Why
To quantify the impact from a change
How:
- Choose the metrics to evaluate. Also can select invariant metrics to sanity check
- Power analysis - define the minimum detectable effect, significance threshold (alpha), statistical power (1-beta) to find the appropriate sample size -> how long to run the experiment
- Create the control and treatment groups ensuring there are no cofounding factors that could also affect the metrics
- (Optional) Run an A/A test to ensure the control and treatments are properly selected and there are no interference (See section below of other ways of detecting interference)
- Run the experiment
- Analyze the results by calculating the significant effect size and make a decision that trades-off business cost with the observed effect size
Gotchas:â
- Feature timing could have a big impact
- Watch out for interference and unintended effects
- Watch out of user resisting change
- What out for multiple metrics because they can be significant by chance and you should correct for it
- Don't peak
- Use one OEC (overall evaluation criterion) to balance short term and long term goals
How do you detect interference?
At LinkedIn, they cluster the graph into 10,000 clusters.

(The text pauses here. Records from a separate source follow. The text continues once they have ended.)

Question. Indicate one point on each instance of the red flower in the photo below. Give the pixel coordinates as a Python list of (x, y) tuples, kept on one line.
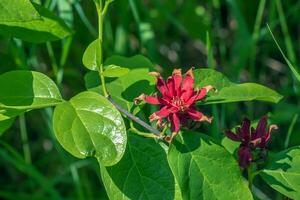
[(177, 103), (250, 139)]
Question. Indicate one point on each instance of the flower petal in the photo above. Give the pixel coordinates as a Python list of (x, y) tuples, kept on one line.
[(162, 113), (261, 128), (152, 100), (245, 156), (175, 122), (188, 86), (160, 84), (171, 86), (139, 99), (245, 130), (177, 77), (198, 116), (232, 136), (267, 137)]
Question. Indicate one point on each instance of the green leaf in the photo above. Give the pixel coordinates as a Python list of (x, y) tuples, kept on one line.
[(89, 125), (90, 56), (230, 92), (26, 90), (5, 125), (125, 88), (283, 172), (115, 71), (205, 170), (292, 68), (17, 11), (244, 92), (48, 28), (143, 172)]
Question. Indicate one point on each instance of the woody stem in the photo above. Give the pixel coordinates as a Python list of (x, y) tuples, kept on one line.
[(134, 118)]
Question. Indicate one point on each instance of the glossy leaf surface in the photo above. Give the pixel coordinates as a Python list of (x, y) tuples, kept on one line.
[(143, 172), (48, 28), (205, 170), (89, 125)]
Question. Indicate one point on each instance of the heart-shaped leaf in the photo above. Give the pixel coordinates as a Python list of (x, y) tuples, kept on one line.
[(48, 28), (283, 172), (205, 170), (17, 11), (89, 125), (227, 91), (26, 90), (143, 172)]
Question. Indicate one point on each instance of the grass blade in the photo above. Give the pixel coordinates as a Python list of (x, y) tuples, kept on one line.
[(292, 68)]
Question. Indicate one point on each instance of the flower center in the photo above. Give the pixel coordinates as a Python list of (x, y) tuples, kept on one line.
[(178, 102)]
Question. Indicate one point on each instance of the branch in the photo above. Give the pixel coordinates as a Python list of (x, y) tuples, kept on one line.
[(134, 118)]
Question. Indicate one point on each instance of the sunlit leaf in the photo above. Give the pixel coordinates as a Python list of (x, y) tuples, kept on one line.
[(48, 28), (89, 125), (227, 91), (26, 90), (205, 170), (143, 172)]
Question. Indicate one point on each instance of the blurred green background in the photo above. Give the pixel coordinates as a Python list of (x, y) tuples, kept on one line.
[(171, 33)]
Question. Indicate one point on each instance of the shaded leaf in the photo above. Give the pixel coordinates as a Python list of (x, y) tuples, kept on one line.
[(17, 11), (143, 172), (230, 92), (89, 125), (48, 28), (5, 125), (115, 71), (292, 68), (205, 170), (283, 172)]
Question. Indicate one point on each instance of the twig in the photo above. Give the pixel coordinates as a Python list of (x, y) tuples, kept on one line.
[(134, 118)]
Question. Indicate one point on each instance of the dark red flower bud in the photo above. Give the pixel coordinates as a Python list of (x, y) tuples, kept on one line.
[(251, 139)]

The graph comprises all active members as nodes and their connection as edges. Then split the clusters into two experiments
a. individual level experiment, where members are randomly sorted into treatment or control groups b. cluster based experiment, where the whole community is in treatment or control groups
The intuition is that if there is no network effect, then both of the these experiment should yield the same estimated effect
Then devised a statistical test to determine if the effect is significant or not.